Reducing the Stigma of Mental Illness: Bulimia Nervosa

Psychological illness are a difficult thing to deal with, and make living and doing everyday activities difficult for sufferers. While there are many different distinct mental illnesses that are characterized, many of them seem to be linked to similar root causes, and two of those linked diseases now include Bulimia Nervosa (BN) and Obsessive Compulsive Disorder (OCD). These diseases have been recently thought to involve some of the same pathological characteristics both related to psychological manifestations and with respect to brain chemistry.

Bulimia
A woman purging.

Bulimia nervosa is a vicious cycle in which the person affected binges on food after a period of starving themselves, followed by throwing up the food because of feelings of guilt and shame. This is done in order to lose weight. This seems to ultimately come from the stigma against being overweight; people try to lose weight in order to feel better about themselves and live a better life. Unfortunately, environmental situations or genetic factors can make a person more susceptible to developing a mental illness, and often more than one will occur together. Bulimia and depression are very strongly linked: about 79% of people with bulimia also have depression.
It is important for society to look at mental illness not as a choice or weakness, but as a physical disease, to reduce the stigma associated with it. The chemical makeup of the brain is changed in specific ways that cause people to behave in ways that they do not truly have control over. In fact, with bulimia and OCD, the parts of the brain that are responsible for exerting control over our actions are dysfunctional, causing the disease in the first place. The idea of self-control is traditionally something that people are inherently born with, but it is actually more of a resource. This “resource” is actually a complicated system in the brain that uses neurotransmitters such as serotonin to control immediate emotion-based impulses that brain-healthy people take for granted.
This “resource” for effortful control is found as a linking system from the amygdala (responsible for experiencing emotions) to the prefrontal cortex. This signaling happens via dopamine. The prefrontal cortex then determines what to do with the information that the amygdala, and compares the demands from the emotional signaling to long-term goals. The prefrontal cortex can only inhibit these emotional responses with sufficient amounts of serotonin present. High levels of dopamine in these areas increase the power of the emotional signaling, while low levels of serotonin decrease the ability to inhibit the emotional signaling.
Emotional impulse regulation in the brain
Emotional impulse regulation in the brain

Binge eating stems from the prolonged effortful control that is required to maintain the intense dieting the precedes it.

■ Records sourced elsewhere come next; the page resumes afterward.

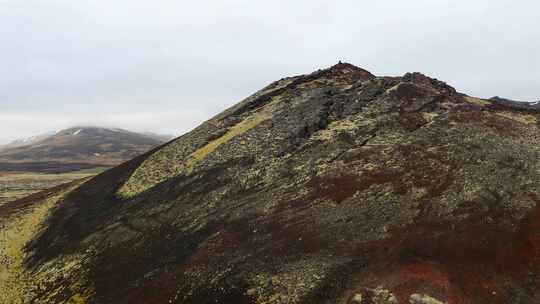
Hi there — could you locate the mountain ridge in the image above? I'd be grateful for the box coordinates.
[1,63,539,304]
[0,127,169,173]
[489,96,540,111]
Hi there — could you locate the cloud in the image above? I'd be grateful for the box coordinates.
[0,110,208,143]
[0,0,538,143]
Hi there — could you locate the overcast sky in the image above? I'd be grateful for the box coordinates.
[1,0,539,144]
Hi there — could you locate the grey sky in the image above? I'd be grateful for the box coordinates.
[1,0,539,143]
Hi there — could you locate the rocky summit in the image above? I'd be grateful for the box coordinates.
[1,63,539,304]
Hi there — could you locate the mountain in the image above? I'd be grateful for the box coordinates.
[489,96,540,111]
[0,127,168,173]
[1,63,539,304]
[0,131,55,151]
[142,131,174,142]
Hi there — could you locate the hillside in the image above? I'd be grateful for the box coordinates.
[489,96,540,111]
[0,132,55,151]
[0,127,168,173]
[1,63,539,304]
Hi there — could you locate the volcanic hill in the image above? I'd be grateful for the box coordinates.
[0,63,539,304]
[0,127,168,173]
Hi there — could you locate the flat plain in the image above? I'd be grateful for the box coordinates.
[0,167,108,206]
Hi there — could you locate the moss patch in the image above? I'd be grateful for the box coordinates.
[311,119,359,141]
[184,108,273,173]
[494,111,538,124]
[464,96,491,106]
[118,97,280,198]
[0,181,90,303]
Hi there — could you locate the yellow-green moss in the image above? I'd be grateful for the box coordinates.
[464,96,491,106]
[0,181,88,304]
[311,119,358,141]
[422,112,439,122]
[118,97,280,198]
[184,110,272,173]
[494,111,538,124]
[409,293,444,304]
[68,293,87,304]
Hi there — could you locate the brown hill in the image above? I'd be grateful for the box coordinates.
[0,127,168,173]
[489,96,540,111]
[0,63,539,304]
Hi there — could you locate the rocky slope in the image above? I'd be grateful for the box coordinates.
[1,63,539,304]
[0,127,168,173]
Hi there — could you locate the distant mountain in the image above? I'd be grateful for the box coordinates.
[489,96,540,111]
[0,131,55,151]
[141,131,174,142]
[0,127,168,173]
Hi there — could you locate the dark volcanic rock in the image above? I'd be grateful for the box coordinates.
[1,63,539,304]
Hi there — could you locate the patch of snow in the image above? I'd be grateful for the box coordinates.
[21,136,35,143]
[72,129,82,136]
[13,135,40,144]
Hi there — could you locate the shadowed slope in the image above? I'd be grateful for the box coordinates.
[3,63,539,304]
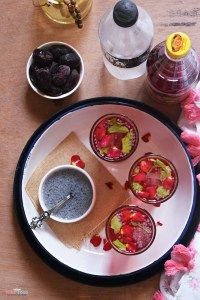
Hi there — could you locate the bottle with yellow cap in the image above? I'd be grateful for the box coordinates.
[146,32,200,104]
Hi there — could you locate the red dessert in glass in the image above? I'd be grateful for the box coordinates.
[106,205,156,255]
[129,154,178,204]
[90,114,139,162]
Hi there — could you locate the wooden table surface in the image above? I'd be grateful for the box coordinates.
[1,0,200,299]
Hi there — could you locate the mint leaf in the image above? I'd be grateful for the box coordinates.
[160,170,167,181]
[108,124,129,134]
[154,159,171,177]
[156,186,170,198]
[111,216,122,234]
[133,166,140,174]
[132,182,143,192]
[122,131,133,154]
[99,147,108,156]
[113,239,126,250]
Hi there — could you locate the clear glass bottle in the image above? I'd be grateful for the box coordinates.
[146,32,200,104]
[99,0,154,80]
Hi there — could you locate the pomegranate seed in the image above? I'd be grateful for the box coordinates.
[131,212,146,222]
[90,235,102,247]
[75,159,85,169]
[107,147,122,158]
[145,186,156,199]
[132,172,147,183]
[120,224,134,236]
[94,126,106,141]
[156,221,163,226]
[98,135,113,148]
[140,160,153,173]
[121,209,131,222]
[163,176,174,190]
[103,241,112,251]
[137,190,150,199]
[71,155,81,164]
[142,132,151,143]
[126,242,137,252]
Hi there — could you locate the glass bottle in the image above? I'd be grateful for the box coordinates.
[99,0,154,80]
[146,32,200,104]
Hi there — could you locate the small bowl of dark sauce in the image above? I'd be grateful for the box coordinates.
[38,165,95,223]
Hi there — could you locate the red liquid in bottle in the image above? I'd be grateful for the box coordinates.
[146,32,200,104]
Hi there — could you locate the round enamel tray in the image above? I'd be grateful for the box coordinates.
[14,97,200,286]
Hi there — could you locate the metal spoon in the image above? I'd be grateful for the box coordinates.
[30,193,72,229]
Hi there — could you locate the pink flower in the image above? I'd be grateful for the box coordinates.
[181,131,200,147]
[181,90,200,124]
[152,291,165,300]
[164,244,195,276]
[181,130,200,166]
[164,260,188,276]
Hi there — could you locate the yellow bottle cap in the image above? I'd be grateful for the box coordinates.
[166,32,191,59]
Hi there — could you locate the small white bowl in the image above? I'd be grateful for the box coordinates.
[38,165,96,223]
[26,41,84,99]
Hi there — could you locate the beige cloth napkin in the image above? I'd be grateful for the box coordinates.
[26,132,129,249]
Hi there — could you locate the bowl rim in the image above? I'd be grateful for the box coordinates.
[128,154,179,204]
[105,204,156,255]
[26,41,84,100]
[38,164,96,223]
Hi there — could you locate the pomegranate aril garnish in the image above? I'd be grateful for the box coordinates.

Once the self-control resources such as serotonin in the brain are used up, a bulimic person will binge eat, satisfy their hunger, but then feel bad for failing their weight-loss or dieting ideal. In the end, they purge the food and continue the cycle.
Treating these diseases permanently is very difficult, although relief is often achieved. The recovery depends on the severity of the symptoms and how ingrained the compulsive behaviors are for each individual person. Usually both of these diseases are treated with Selective Serotonin Reuptake Inhibitors (SSRIs) that increase the amount of serotonin in the brain. The importance of this treatment comes from increasing serotonin in specific areas of the brain responsible for controlling emotions that lack serotonin.
By understanding how bulimia and other mental illnesses develop, hopefully awareness of the disease as a physical illness (rather than some kind of weakness of the person’s soul) will make sufferers more likely to seek professional help.